Féminisme et égalité des genres contre nationalisme patriarcal
L’autre terrain sur lequel l’apport de la société civile bosnienne a été très significatif est la lutte pour l’égalité de genre et la promotion des droits des femmes. Ils s’agit d’un domaine dans lequel beaucoup reste à faire : le nationalisme ethnique est porteur d’une idéologie conservatrice et traditionaliste qui cantonne la femme à son rôle de mère et d’épouse et mobilise un imaginaire à la forte portée symbolique - la femme comme reproductrice de la communauté et donc gardienne de l’identité ethnique du groupe - que les représentants des différentes églises, souvent proches du pouvoir, viennent renforcer. Ce n’est pas par hasard que le viol de masse a été un instrument des politiques de nettoyage ethnique poursuivies pendant la guerre, et que la question de la reconnaissance des enfants né·es de ces viols reste encore aujourd’hui si difficile à aborder dans le discours public : la violence faite aux femmes sert à entraver la survie du groupe tout entier et, en même temps, avilit les hommes, incapables de protéger les dépositaires de son avenir. Le conflit a donc eu un impact délétère sur la conception des rôles respectifs des femmes et des hommes dans la société, ce qui se manifeste par des niveaux de violence contre les femmes et d’intolérance à l’endroit de l’homosexualité très élevés. Ces acteur·rices agissent essentiellement sur deux plans : d’abord, comme Medica Zenica qui accompagne les victimes du viol de guerre et des autres formes de violence qui se poursuivent dans l’après-conflit ; ensuite, comme l’Open Center de Sarajevo, qui porte des plaidoyers pour la promotion des droits des femmes et de l’égalité de genre, doublés d’initiatives de documentation et sensibilisation à destination des citoyen·nes. Il s’agit d’un travail extrêmement important, compte tenu de la violence de la société bosnienne à l’égard de ces sujets et de la place que le machisme, l’homophobie et la misogynie occupent encore dans la rhétorique d’après-guerre.

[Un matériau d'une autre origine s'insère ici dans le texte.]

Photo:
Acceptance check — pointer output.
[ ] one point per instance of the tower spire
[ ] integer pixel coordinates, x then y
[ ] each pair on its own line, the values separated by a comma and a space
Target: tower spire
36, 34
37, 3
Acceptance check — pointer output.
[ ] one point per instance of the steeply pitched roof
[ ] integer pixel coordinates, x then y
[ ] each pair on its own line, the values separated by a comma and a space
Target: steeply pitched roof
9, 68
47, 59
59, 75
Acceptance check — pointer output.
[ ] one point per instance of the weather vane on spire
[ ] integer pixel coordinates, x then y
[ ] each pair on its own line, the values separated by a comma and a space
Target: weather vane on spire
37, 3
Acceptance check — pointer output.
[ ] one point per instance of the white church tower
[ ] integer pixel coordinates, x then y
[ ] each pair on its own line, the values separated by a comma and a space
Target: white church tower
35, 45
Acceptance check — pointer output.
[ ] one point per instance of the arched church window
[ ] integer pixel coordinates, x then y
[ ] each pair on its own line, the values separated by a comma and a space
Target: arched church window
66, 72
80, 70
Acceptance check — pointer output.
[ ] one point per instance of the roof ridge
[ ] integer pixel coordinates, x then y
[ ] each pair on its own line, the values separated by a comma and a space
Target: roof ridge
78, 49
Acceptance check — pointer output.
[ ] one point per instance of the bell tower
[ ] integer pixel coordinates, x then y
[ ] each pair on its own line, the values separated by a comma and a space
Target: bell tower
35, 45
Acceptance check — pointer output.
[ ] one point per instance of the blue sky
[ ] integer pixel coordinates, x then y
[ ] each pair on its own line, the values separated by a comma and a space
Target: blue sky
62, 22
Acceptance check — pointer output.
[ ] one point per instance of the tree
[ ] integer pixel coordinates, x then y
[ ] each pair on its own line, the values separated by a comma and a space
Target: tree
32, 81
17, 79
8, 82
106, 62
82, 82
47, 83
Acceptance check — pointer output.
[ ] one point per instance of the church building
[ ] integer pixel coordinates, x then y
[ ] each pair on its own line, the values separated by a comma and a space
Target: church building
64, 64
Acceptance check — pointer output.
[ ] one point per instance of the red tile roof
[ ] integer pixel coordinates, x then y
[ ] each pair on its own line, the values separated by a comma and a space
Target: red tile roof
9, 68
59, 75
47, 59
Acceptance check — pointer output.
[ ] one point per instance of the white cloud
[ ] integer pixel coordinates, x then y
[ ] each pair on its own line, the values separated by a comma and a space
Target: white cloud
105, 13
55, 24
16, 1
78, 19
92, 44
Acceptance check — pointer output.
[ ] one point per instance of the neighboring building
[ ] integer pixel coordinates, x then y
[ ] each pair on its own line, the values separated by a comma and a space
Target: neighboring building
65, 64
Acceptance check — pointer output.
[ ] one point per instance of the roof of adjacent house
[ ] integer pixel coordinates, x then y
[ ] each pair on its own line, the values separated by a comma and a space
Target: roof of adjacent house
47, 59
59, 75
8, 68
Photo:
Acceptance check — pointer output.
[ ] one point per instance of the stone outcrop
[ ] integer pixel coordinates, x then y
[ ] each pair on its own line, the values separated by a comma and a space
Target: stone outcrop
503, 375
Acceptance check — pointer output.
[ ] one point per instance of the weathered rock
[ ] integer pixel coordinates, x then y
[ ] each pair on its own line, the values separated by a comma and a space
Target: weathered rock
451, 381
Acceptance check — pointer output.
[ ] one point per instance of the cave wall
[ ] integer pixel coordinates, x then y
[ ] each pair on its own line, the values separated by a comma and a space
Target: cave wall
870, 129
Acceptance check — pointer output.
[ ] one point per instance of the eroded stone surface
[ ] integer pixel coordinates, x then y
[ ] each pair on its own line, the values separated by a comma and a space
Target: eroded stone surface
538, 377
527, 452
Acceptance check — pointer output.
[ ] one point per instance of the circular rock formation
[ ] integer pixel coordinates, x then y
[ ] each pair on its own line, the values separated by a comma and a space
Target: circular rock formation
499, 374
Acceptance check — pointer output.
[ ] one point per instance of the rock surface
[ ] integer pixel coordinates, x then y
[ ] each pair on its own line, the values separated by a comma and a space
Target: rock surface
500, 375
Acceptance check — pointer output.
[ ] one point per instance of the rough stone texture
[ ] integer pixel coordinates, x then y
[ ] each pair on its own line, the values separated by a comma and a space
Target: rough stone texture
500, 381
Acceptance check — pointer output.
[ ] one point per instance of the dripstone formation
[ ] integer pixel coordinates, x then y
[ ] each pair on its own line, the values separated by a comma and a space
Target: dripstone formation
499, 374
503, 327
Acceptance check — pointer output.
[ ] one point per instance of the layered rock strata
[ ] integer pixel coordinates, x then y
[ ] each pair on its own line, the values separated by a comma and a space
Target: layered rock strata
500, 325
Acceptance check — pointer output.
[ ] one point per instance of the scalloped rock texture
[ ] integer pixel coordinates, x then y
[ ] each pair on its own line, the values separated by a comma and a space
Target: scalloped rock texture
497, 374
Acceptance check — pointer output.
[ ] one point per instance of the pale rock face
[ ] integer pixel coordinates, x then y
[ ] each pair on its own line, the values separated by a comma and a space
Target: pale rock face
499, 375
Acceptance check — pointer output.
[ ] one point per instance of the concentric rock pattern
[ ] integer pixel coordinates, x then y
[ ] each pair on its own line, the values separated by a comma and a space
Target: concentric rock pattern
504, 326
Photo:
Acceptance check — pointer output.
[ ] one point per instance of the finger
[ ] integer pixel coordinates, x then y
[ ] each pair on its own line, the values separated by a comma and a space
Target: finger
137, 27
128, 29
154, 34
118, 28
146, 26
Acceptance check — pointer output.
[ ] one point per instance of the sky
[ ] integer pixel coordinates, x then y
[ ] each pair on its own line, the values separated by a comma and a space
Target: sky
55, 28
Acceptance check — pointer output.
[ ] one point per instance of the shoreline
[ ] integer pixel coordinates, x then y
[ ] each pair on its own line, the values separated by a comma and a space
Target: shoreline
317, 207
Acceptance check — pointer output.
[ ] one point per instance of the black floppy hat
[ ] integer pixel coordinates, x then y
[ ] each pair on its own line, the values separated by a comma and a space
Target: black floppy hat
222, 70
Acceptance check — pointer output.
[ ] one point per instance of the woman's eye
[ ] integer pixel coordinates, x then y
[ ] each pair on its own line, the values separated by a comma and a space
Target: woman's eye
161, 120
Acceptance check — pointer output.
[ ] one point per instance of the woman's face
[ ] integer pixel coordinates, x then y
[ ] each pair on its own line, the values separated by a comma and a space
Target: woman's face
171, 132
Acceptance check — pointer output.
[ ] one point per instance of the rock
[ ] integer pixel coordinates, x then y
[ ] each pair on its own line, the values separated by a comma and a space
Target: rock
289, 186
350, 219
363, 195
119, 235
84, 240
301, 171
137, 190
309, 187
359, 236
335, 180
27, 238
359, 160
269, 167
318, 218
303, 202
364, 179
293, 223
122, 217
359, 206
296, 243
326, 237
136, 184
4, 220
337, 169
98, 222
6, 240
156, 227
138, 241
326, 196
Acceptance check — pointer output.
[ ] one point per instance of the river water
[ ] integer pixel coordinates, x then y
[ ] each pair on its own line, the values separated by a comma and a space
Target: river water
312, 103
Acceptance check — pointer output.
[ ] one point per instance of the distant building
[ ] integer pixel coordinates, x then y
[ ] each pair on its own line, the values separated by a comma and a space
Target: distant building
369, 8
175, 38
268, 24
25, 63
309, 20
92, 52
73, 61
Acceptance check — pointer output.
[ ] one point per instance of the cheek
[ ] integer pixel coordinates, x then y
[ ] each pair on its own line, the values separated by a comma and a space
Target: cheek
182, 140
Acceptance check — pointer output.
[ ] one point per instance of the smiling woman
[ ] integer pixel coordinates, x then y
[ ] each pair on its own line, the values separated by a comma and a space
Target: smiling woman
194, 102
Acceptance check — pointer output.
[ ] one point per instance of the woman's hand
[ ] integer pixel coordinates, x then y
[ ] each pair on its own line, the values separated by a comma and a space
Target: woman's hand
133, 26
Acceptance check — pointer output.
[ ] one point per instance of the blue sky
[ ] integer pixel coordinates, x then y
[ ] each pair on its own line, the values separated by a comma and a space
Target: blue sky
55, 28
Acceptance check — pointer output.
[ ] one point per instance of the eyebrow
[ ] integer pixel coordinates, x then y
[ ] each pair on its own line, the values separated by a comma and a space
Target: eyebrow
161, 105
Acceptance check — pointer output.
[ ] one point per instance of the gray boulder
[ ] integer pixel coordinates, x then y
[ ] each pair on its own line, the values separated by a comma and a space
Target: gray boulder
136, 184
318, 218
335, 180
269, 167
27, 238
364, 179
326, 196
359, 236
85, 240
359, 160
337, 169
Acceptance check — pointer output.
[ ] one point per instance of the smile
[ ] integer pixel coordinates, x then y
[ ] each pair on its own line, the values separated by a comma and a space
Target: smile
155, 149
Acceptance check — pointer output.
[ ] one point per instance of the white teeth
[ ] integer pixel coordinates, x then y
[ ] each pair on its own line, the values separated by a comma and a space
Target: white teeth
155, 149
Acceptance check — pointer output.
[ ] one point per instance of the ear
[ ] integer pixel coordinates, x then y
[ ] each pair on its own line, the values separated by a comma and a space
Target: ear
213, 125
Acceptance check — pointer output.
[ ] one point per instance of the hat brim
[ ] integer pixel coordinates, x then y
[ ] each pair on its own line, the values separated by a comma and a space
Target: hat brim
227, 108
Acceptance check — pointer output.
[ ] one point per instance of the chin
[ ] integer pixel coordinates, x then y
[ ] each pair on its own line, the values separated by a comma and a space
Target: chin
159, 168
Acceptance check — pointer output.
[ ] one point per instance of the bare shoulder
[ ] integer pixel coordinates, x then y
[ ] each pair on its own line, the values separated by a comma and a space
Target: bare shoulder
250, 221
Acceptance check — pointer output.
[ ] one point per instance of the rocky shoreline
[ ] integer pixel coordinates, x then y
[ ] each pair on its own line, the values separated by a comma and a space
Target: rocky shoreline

Il serait inexact de croire que le travail de ces militant·es de l’égalité et de la mémoire, qui se fait dans un contexte politique hostile et parfois dangereux, ne concerne que l’avenir de la Bosnie. Ces mouvements interrogent en effet des idéaux de société que l’on tient pour acquis dans nos démocraties et qui sont en réalité de plus en plus fragilisés par les crises multiples qui nous guettent. Des notions comme la citoyenneté, la mémoire, l’identité, la participation et, au final, le sens même de l’agir démocratique évoluent : la Bosnie est un exemple inspirant de leurs devenirs possibles, pour le pire et le meilleur.